Es hätte schön sein können. Verspielte Tage mit seinem Sohn. Sandkuchen
backen. Über die Wiese kullern. Stöckchen suchen. Hätte. Alex Helmert
seufzt.
Die Erinnerung an jene düsteren Monate im Winter legt sich heute noch wie
die kalten Arme eines Kraken um seinen Hals. "Tu es nicht", hatten die
Kolle- gen den 37-Jährigen gewarnt. Nach vier Jahren guter Zusammenarbeit,
nach durchgeknüppelten Tagen und Nächten, trotz jahrelanger Loyalität
sollte er lügen, sich verbiegen? Alex Helmert ging hinauf in den zweiten
Stock des Backsteinbaus. Klopfte an die Tür des Chefzimmers. Sagte: "Ich
will Elternzeit nehmen."
Drei Monate später steht Alex Helmert auf der Straße. "Ein
Vaterschaftsproblem" hatte der Chef "die Sache" genannt. Ihn wieder und
wieder beiseite genommen. "Mensch, Helmert, überlegen Sie doch mal."
Nachts, wenn leise die Autos an seinen Fenstern vorbeirauschten, hämmerten
die Gedanken durch Helmerts Kopf. Ist es das wert? Alex Helmert merkt: Ja,
ist es. Ich will da sein für meinen Sohn. Will gemeinsam toben, entdecken,
in den Himmel schauen. Für mein Kind, für die Familie, für mich. Auch und
gerade als Mann. Helmert hat keinen Zweifel: "Es gibt wichtigere Dinge, als
immer nur zu arbeiten. Sechs Monate für ein Kind - das muss möglich sein."
"Sind Sie zur Vernunft gekommen?", hatte der Chef ihn noch gefragt. Dann
musste der Jurist seine Sachen packen.
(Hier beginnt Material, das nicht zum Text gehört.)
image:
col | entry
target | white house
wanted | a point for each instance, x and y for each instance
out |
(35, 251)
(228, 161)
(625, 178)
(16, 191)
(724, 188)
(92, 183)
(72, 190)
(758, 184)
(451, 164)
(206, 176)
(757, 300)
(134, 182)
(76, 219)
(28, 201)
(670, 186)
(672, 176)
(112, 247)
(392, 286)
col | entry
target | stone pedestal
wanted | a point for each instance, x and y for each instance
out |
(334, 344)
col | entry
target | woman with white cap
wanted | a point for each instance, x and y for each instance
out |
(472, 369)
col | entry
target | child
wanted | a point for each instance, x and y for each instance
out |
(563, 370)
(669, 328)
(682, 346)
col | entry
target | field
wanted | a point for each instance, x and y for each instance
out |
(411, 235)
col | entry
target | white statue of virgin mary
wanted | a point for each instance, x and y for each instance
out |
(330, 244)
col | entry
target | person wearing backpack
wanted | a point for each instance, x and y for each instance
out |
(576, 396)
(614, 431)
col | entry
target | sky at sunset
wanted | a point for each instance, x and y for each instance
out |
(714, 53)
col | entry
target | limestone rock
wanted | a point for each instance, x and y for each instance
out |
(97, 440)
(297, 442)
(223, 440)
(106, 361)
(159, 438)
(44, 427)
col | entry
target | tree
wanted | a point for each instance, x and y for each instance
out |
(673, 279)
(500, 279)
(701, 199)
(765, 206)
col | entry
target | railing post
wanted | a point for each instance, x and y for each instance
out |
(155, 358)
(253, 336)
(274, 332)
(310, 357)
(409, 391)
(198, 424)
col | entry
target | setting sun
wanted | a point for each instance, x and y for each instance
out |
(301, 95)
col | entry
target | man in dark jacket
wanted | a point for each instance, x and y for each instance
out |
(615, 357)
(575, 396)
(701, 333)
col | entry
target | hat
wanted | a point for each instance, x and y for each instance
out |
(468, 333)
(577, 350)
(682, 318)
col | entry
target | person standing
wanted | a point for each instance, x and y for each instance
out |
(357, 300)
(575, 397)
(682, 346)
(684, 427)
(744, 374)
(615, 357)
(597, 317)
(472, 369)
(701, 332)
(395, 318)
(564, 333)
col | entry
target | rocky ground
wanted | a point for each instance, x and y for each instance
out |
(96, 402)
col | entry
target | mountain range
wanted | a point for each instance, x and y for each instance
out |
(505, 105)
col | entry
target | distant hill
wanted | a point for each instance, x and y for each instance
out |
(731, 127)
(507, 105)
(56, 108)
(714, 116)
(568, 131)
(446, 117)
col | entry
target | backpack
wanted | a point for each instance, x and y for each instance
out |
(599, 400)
Die Vertragsverlängerung, bis dahin
eine Formsache, war gestorben. "Dass ein Vater Zeit für sein Kind haben
möchte, kam im Denken meines Vorgesetzten einfach nicht vor." Warum konnte
seine Frau, ebenso qualifiziert, in dem selben Großunternehmen problemlos
ein Jahr lang aussteigen, er nicht?
Bereut hat Helmert seine Entscheidung nie. Vier Monate war er ganz für
seinen Sohn da. Besuchte Pekip-Kurse und Spielgruppen. Als Arbeitsloser.
Gelohnt hat es sich trotzdem, sagt Helmert. "Sonst hätte ich heute nie so
eine enge Bindung zu meinem Sohn wie jetzt." Heute ist Helmert
selbstständig. Auch wenn sich die Arbeit in der Kölner Kanzlei oft türmt,
bleibt ihm genug Flexibilität, um immer wieder Stunden für seinen Sohn
herauszuschlagen. "Und das gehört für mich selbstverständlich zum Vatersein
dazu."
Das Bild von Vaterschaft ist im Umbruch. Nicht erst seit den neuesten
familienpolitischen Fanfarenstößen möchten sich immer mehr Männer nicht
mehr mit der alten Rolle des Familienernährers begnügen. "Wir beobachten
einen rasanten Wandlungsprozess im Selbstverständnis der Väter: vom
Brotverdiener zum Erzieher." Der Münchener Väterforscher Wassilios
Fthenakis kann diese Beobachtung mit den Daten einer repräsentativen Studie
belegen, die er im Auftrag des Bundesfamilienministeriums 2002 durchgeführt
hat. Demnach wünschen sich 67 Prozent der befragten Väter eine soziale
Vaterschaft - unabhängig von Bildungsgrad und sozialer Herkunft.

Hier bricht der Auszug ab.